Training on a Real Dataset

from sklearn.datasets import load_digits
from sklearn.preprocessing import OneHotEncoder
from sklearn.model_selection import train_test_split

# Load digits dataset (64 features, 10 classes)
digits = load_digits()
X = digits.data / 16.0  # normalize to [0, 1]
y = digits.target

# One-hot encode labels
enc = OneHotEncoder(sparse_output=False)
Y = enc.fit_transform(y.reshape(-1, 1))

# Train/test split
X_train, X_test, Y_train, Y_test = train_test_split(X, Y, test_size=0.2, random_state=42)

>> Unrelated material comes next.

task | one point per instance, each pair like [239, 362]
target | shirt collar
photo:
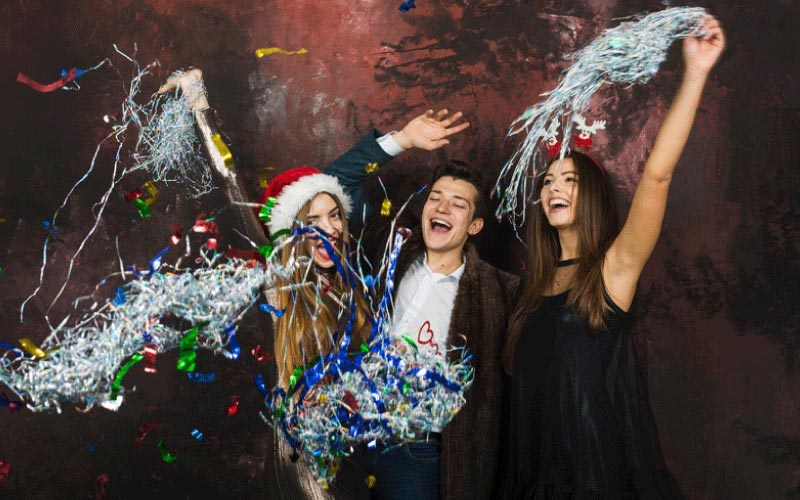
[455, 275]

# Create network: 64 inputs → 128 → 64 → 10 outputs
net = NeuralNetwork([64, 128, 64, 10], learning_rate=0.01)

# Training loop
batch_size = 32
n_epochs = 100

for epoch in range(n_epochs):
    # Shuffle training data
    idx = np.random.permutation(len(X_train))
    X_shuffled, Y_shuffled = X_train[idx], Y_train[idx]

    losses = []
    for i in range(0, len(X_train), batch_size):
        x_batch = X_shuffled[i:i + batch_size]
        y_batch = Y_shuffled[i:i + batch_size]
        loss = net.train_step(x_batch, y_batch)
        losses.append(loss)

    if epoch % 10 == 0:
        train_acc = net.accuracy(X_train, Y_train)
        test_acc = net.accuracy(X_test, Y_test)
        print(f"Epoch {epoch:3d} | Loss: {np.mean(losses):.4f} | "
              f"Train: {train_acc:.1%} | Test: {test_acc:.1%}")

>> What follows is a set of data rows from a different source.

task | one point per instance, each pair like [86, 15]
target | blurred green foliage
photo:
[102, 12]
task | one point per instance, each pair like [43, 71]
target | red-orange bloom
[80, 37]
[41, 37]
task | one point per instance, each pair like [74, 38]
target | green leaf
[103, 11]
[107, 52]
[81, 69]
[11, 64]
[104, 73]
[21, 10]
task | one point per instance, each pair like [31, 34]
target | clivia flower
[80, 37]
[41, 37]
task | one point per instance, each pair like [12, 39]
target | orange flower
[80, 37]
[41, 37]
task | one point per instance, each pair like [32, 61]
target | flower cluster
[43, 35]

Expected output after 100 epochs:

Epoch   0 | Loss: 2.3021 | Train: 10.2% | Test: 10.8%
Epoch  10 | Loss: 1.8432 | Train: 47.3% | Test: 44.1%
Epoch  50 | Loss: 0.4123 | Train: 91.2% | Test: 87.3%
Epoch  90 | Loss: 0.2834 | Train: 94.7% | Test: 91.8%

Understanding What Just Happened

Forward Pass

Each input flows through layers:

x → layer1.forward() → relu() → layer2.forward() → relu() → layer3.forward() → softmax()

The softmax produces probabilities: [0.01, 0.02, 0.90, 0.02, ...] (10 classes, the highest is the prediction).

Backward Pass (Backpropagation)

The chain rule from calculus applied to the computation graph:

∂Loss/∂W1 = ∂Loss/∂output × ∂output/∂hidden × ∂hidden/∂W1

We compute gradients backwards from the loss through each layer. Each layer "owns" the gradient computation for its parameters.

Gradient Descent

Move weights in the opposite direction of the gradient (steepest ascent → descend):

W ← W - learning_rate × ∂Loss/∂W

Why This Matters for LLM Work

Everything you learned here is at the core of transformers:

  • Matrix multiplications → the linear projections in attention (Q, K, V matrices)
  • Softmax → converting attention scores to probabilities
  • Backpropagation → how LLMs are trained
  • Mini-batch gradient descent → how training is parallelized

The scale is different (billions of parameters vs. thousands) but the mechanics are identical.